Analysis of Eldorado : LUSENET : The Work of Edgar Allan Poe : One Thread

What is the meaning of the poem Eldorado? What is the "pilgrim shade"? What is Eldorado?

-- Anonymous, October 24, 2000



Originally, El Dorado (meaning 'gilded man') was a legendary city of fabulous wealth in Colombia where the Chieftain was ceremoniously covered in gold and washed in a sacred lake while he cast precious gems in an offering to the Gods. When the conquistadors arrived in South America in the 16th century, this legend was still told among the Native Indians. Hoping to find this boundless wealth, Spanish and English explorers searched South America and all along the Amazon River for the lost City of Gold. Upon his return to England, Sir Walter Raleigh wrote of these adventures and for a time, El Dorado even appeared on English maps.

There is little doubt Edgar Allan Poe had heard or read of these stories and was familiar with the legend. Then, in 1848, the discovery of gold by James W. Marshall at Sutter's Mill in Coloma, California triggered the Gold Rush of 1849. After President James K Polk announced the discovery in 1849, some 80,000 people were said to have hastily sold out everything they owned to seek their fortune in California. A few found their treasure but even fewer found their new wealth in gold. Most "49ers" lost everything and ended up staying in California.

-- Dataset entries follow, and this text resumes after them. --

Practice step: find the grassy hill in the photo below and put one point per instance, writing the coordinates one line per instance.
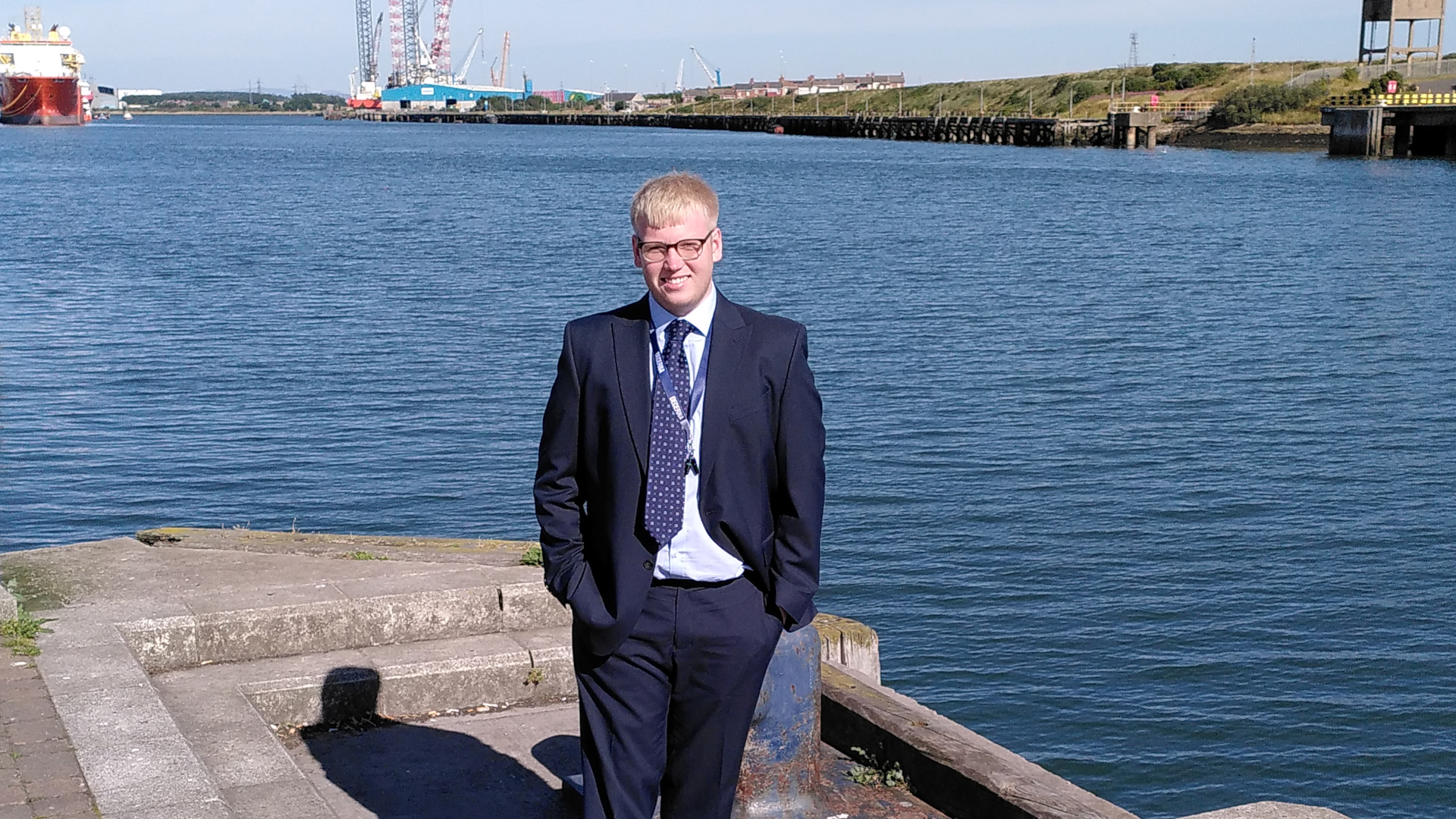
(1090, 93)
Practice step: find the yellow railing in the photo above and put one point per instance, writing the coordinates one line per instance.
(1367, 99)
(1163, 107)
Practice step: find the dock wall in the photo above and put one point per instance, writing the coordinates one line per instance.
(979, 130)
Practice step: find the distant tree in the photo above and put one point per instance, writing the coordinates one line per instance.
(1250, 104)
(1180, 76)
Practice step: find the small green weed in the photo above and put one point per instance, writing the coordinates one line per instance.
(871, 773)
(20, 632)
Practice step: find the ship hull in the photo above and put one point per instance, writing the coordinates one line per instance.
(41, 101)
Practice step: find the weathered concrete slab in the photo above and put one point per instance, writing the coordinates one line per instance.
(1272, 811)
(507, 764)
(849, 643)
(435, 550)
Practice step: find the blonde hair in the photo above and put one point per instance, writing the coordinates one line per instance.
(667, 200)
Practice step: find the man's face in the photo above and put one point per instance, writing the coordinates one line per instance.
(679, 284)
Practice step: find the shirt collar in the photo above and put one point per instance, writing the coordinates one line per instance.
(701, 318)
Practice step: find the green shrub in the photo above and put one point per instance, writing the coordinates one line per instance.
(1081, 89)
(1250, 104)
(1180, 76)
(19, 632)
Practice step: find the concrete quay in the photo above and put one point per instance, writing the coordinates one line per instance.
(210, 673)
(1037, 131)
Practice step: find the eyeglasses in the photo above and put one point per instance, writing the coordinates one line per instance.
(688, 249)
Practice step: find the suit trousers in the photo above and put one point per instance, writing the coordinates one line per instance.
(667, 713)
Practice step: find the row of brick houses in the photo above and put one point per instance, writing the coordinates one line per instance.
(799, 88)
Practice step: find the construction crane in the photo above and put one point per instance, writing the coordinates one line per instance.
(471, 58)
(715, 77)
(373, 49)
(440, 46)
(369, 66)
(406, 52)
(498, 80)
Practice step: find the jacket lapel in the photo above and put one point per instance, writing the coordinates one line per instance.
(726, 356)
(631, 349)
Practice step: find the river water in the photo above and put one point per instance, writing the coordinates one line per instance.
(1142, 464)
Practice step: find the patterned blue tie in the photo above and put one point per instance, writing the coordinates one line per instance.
(667, 447)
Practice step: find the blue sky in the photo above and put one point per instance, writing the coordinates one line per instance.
(637, 44)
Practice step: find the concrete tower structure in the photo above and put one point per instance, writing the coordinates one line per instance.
(1383, 17)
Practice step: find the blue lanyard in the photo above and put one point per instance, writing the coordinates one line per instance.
(699, 384)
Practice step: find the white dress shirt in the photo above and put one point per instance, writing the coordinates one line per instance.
(692, 554)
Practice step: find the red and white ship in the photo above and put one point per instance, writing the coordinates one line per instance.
(41, 76)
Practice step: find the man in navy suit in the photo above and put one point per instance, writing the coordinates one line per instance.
(680, 491)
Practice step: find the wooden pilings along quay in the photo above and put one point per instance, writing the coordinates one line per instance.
(979, 130)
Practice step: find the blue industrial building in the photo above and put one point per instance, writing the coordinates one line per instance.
(436, 95)
(444, 96)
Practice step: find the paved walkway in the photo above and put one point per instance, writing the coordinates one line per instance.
(38, 771)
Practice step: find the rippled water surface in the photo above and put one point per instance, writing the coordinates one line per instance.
(1142, 464)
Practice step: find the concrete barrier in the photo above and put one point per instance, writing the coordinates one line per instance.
(849, 643)
(306, 629)
(946, 764)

The poem "Eldorado" is a figurative representation of the fate of the majority of 49ers during the gold rush and is told from the perspective of a knight in search of his own quest. Clad resplendently in shining armor, his future bright, a brave and eager young knight sets out to pursue his life's goal. As he travels far and wide in pursuit of his glory he becomes disappointed and saddened that he finds no glory in the hunt but continues on for he knows that fame and glory shall surely be found in the deed itself.

On he travels and as he grows old his disappointment turns to disenchantment and then to despondency. Then, as his strength finally fails him, and gloom has consumed his life he is now only the spirit of the man that began the quest for glory. He meets a new knight... a young, brave and eager knight and this youthful knight asks him where he may find Eldorado. He tells him there is no fame, no glory, no Eldorado in life... that it can only be found in the Valley of the Shadow, that only in death will man reach his Eldorado. But if it is Eldorado you seek, then ride boldly on.

I suppose if there are any literary devices used it would be the way he uses the term shadow. Poe uses the shadow as a representation of the knights changing disposition as the knight is at first eager and time turns this eagerness to disappointment, his age and failing health changes it to sadness and despondency and finally changes him to a ghost of his youthful former self.


-- Anonymous, October 25, 2000

El Dorado Was, in Poe's Eyes, Family, He Was Searching all his life for family. And family was "over the mountain's of the moon & Down the valley of the shadow" in other words death & All of his family was dead. So he was searching for, but never found, his family, cause they were all dead, kind of like how the explorers searched for El Dorado but never found it.